The bottom line on the new Judith Harris book

If you think my theory is unnecessarily complex, just wait till you see what the theories will be like fifty years from now.

An excellent line but also a sign of trouble.  The final sentence is:

Making a virtue of necessity, I will leave it to other people to test my theory [TC: in fairness to Harris, she may be referring to her medical problems].

Nonetheless I like virtually everything she says.  The key point is that when it comes to environmental influences on our behavior, we are highly malleable avatars.  Tests which don’t recognize this will be misleading.  For instance if you are testing "birth rank" theories, submission within the family does not imply submissive behavior toward the outside world.  Of course the theory immediately gains an additional degree of freedom, both its blessing and curse.

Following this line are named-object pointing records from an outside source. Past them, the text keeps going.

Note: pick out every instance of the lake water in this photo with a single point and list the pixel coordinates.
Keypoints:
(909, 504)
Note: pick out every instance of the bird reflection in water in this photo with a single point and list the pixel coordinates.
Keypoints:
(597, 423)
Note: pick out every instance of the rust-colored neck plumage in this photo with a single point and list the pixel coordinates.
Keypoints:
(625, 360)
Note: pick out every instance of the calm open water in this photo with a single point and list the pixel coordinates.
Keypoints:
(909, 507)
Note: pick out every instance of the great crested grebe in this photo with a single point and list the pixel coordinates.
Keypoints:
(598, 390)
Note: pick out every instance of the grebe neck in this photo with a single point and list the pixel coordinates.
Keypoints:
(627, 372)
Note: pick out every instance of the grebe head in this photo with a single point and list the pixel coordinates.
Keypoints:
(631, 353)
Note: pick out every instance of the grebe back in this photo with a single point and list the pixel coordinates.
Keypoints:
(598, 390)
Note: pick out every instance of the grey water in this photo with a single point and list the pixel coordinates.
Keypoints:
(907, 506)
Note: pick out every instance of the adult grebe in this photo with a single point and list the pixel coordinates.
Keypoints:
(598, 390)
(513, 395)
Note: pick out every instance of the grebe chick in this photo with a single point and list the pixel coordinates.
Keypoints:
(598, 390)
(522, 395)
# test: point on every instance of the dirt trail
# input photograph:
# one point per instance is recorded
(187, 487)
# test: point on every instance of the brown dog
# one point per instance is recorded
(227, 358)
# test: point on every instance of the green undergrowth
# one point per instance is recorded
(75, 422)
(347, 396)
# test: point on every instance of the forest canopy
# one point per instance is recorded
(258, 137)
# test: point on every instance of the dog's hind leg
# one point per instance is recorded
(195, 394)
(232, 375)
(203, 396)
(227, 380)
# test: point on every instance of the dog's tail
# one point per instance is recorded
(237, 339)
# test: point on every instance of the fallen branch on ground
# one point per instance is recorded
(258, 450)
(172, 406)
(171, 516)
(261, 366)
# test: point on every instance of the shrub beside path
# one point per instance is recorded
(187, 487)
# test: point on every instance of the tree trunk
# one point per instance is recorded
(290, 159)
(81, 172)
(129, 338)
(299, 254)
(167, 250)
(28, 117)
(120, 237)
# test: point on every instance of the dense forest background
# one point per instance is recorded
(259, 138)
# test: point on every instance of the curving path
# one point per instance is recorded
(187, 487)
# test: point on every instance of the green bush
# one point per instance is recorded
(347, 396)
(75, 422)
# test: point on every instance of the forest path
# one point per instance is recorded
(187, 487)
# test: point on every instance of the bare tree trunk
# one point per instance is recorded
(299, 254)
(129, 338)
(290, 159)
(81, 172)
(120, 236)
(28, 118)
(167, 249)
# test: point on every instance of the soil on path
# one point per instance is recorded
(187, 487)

The book is full of fascinating facts and interludes:

…people who are married to one of a pair of twins feel, on average, only so-so about the other twin; only 13 percent of the men and 7 percent of the women feel they could have fallen for their spouse’s twin.

Dead Ringers anyone?  Here is my previous post on the book.

The bottom line: All those young, anti-theocratic, and sometimes pro-democratic Iranian hotheads, for all their rebellious behavior against their parents, when push comes to shove will embrace nuclear weapons and a maximal sphere of regional influence.